Kamis, 10 Maret 2011

[Quick Five] Random Average Movies

Well, namanya juga demen nonton kayak saya, pasti ngga ada berhentinya nonton film. Dari yang honorable mention sampai yang sampah pun tetap aja saya tonton. Nah, tapi masalahnya ada nih. Namanya juga suka nulis kayak saya, pasti ngga ada berhentinya mau bagi artikel di blog ini. Tapi ada lagi nih masalahnya, namanya juga anak sekolahan kayak saya, pasti ada waktunya capek dan males nulis review. Makanya itu lima film yang saya tulis di post ini disatukan dan dipersingkat aja ya, lumayan, hemat waktu. Ngomong-ngomong ini semua film ini ngga saya tonton dalam rentang waktu singkat, ada yang udah saya tonton lama dan baru kepikiran di post sekarang.

Sekelompok orang-orang jail nan kreatif melakukan banyak aksi ekstrim dan frontal. Mereka tidak lain adalah sekelompok stunt 'handal' di bidang ini yang sebelumnya terkenal lewat serial dan kedua prekuelnya. Hadir tanpa naskah/plot cerita, mungkin bisa dibilang semi-documentary, cukup kegilaan yang menghidupkan durasi film.

Jackass is back! Yap, acara gila nan sinting yang menampilkan berbagai aksi konyol dan gila para krunya ini kembali setelah lama tidak dijumpai di layar kaca. Jackass sendiri sebelumnya muncul pertama kali sebagai serial gokil di stasiun MTV. Tidak ketinggalan pula dua versi film yang mendahului Jackass arahan Jeff Tremaine ini. Mengusung format 3D--mungkin sebagai media penambah intensitas keseruan, Jackass 3D tetap mengajak kru gila teranyar seperti Johnny Knoxville dan Steve-O untuk kembali beraksi di depan kamera.
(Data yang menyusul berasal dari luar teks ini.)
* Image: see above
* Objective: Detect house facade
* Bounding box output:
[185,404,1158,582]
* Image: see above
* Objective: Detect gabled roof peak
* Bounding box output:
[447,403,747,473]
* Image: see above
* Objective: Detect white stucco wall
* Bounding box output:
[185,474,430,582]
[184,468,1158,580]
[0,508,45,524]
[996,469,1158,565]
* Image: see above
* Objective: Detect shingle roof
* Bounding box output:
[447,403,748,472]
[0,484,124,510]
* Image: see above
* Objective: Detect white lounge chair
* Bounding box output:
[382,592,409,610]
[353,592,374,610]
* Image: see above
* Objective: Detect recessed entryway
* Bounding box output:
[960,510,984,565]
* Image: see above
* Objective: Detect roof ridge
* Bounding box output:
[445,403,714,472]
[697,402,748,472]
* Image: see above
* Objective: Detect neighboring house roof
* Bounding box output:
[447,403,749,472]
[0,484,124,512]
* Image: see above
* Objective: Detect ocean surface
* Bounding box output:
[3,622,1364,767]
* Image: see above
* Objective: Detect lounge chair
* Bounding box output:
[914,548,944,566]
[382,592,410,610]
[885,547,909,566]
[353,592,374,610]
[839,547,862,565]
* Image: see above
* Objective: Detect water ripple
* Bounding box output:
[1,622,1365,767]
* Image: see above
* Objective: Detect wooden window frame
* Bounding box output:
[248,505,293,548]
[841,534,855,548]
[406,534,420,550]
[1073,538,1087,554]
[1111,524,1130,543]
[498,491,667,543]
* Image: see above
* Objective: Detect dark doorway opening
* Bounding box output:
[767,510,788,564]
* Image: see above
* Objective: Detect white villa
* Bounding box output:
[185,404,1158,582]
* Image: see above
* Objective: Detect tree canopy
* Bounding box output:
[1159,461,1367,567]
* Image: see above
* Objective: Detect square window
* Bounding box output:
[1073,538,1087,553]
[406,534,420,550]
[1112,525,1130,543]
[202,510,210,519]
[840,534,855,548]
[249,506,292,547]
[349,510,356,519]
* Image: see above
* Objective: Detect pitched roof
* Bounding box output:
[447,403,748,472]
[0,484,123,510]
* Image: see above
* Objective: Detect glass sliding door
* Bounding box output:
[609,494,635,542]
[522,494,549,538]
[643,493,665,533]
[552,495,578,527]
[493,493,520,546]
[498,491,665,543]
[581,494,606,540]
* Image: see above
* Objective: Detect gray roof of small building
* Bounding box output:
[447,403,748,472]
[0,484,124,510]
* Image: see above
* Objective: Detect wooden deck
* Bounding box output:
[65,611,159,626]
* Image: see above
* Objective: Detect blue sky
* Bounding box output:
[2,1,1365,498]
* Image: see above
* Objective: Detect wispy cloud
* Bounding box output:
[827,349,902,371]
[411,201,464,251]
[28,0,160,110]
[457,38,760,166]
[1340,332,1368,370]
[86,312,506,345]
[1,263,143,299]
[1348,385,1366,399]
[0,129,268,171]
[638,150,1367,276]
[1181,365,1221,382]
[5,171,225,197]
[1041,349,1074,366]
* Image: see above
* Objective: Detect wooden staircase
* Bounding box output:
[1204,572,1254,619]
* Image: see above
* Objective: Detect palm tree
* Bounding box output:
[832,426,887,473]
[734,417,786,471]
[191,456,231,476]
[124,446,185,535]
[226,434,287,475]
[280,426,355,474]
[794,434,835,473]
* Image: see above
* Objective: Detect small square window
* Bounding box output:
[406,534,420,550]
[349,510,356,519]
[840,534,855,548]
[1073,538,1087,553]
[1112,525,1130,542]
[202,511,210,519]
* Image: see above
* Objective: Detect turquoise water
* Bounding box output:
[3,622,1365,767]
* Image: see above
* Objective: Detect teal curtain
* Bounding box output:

Bedanya kali ini Jackass hadir lebih gila dengan banyak media jahil yang lebih sinting dan menjijikan! Intensitas kegilaan dikembangkan perlahan dari awal durasi hingga klimaksnya tercapai di pertengahan. Well, tidak usah menggali kualitas Jackass 3D, cukup tonton dan nikmati, satu kata yang akan terlintas di pikiran anda...GILA! And beware, the shits they brought to us is very...disgusting. [***]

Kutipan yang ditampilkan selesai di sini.